Призвал Ушаков Суворова да Смирнова с Михеем. Переспросил. То самое показали. Он дальше и не допытывался. В субботу никуда ни ногой: сидел взаперти и Самому не попадался.
За обедней в Михайлов день[361] подошёл к государю с насупленным лбом.
— Ну, что? Вздорные слова, не больше?
— Побольше, государь… Мошенничество явное, и приличился слуга государынин, показывают… юрок. Можете его сами спросить: я велел его привести.

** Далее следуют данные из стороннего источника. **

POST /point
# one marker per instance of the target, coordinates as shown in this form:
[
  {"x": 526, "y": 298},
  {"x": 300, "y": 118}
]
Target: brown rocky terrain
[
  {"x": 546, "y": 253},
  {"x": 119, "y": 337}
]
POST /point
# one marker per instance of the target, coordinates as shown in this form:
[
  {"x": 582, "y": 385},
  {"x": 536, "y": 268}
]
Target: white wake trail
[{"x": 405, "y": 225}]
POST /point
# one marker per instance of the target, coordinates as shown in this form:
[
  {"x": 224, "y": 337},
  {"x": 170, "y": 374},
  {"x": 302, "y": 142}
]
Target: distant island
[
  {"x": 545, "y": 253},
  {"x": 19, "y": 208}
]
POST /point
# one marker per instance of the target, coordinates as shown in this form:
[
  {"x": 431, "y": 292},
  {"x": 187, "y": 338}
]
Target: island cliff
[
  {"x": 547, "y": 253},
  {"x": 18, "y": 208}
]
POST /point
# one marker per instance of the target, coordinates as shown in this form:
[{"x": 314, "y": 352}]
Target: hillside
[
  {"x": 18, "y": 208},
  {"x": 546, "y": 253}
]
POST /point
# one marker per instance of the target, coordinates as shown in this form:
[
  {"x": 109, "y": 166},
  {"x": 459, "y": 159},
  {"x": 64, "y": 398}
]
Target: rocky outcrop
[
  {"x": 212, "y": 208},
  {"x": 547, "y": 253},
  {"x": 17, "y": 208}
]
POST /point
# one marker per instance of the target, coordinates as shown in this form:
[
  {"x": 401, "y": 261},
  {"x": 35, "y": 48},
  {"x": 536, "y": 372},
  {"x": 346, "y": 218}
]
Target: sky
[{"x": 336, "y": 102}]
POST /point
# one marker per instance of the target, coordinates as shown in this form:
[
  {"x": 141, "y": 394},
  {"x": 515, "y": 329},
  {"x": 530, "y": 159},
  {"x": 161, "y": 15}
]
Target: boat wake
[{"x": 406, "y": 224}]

— Хорошо… вечером… буду в застенке…
Андрей Иваныч пошёл в крепость, посмотрел на ожидавших со страхом допроса с пристрастием и, взяв Балакирева одного, запер за собою дверь и сказал ему полугрозно, полушутливо:
— Видишь… теперь не до шуток до твоих… Придётся шкурой отвечать: что за сильненькие письма перенашивал от Монса и к Монсу? Коли умён будешь… хочешь большего зла избыть… говори все, что знаешь про плутни Монсовы, и отпирайся насчёт сбреха дурацкого: зачем Монс не женится?.. А Сам коли сильно пристанет, скажи, что у него баб — хошь пруд пруди… «К чему тогда жениться!» — говорил, скажи. И то не вдруг. Делать нечего, повисишь немного… велю не сильно вытягивать… А коли впрямь все выболтаешь, не дыбой придётся разделываться… так и знай, на себя тогда пеняй.
— Слушаю, — трепеща, выговорил Балакирев.
— Будь покоен; лишнего тебя терпеть не заставлю… а не вздёрнуть — нельзя… сам увидишь… его уж расшевелили добрые люди достаточно… Да не робей… не теряй головы… Все от тебя да от стойкости твоей будет зависеть… Для того я по душе и говорю теперь… не запугиваю; больше ты вычитывай приносителей; можешь и князя помянуть, островского[362]… понимаешь — не будет худа тебе…
Дав ещё несколько советов в этом роде, Ушаков вывел его и взял с собою, наедине беседовать, Суворова…
Вышли они с ним уже при Черкасове, пришедшем, пообедавши, не торопясь записывать.
Черкасов был иначе, чем сам следователь, расположен к Балакиреву; он не любил его и раньше, а теперь злобно смотрел на него и ругался.
Смерклось. Зажгли огонь. Два заплечных мастера явились, и государь пришёл.
— Как ты сюда попал? — грозно государь спросил Ивана Балакирева.
— Грех меня попутал… приставлен к Монсу и сделался участником в его делах…
— А какие дела его, — ты скажешь?
— Такие, что и мне, как его стряпчему, знаю, беда должна быть… И не оправдываюсь я, великий государь… чувствую своё преступление перед тобою… помню милости все, и совесть давно уже мне не даёт покоя… Я заслужил казнь… и не стану оправдывать себя неведением… Раз принуждён; потом — сам делал… не отказываясь… Спервоначалу просил сжалиться надо мною… взять к себе… освободить от тяжкой службы на женской половине… Такова, видно, моя доля горькая!..
— Не доля тут виновата, а ты сам… За сознанье собственное убавлю наказание, а простить, коли сам ты знаешь, что виновен… правда недозволяет. Запиши, Черкасов, его признание. В чём же ты больше всего предо мною проступился? Обманывал ты меня? — и сам устремил на виноватого тот самый в глубь души проникавший взгляд, от которого забила лихорадка Ивана от необходимости солгать.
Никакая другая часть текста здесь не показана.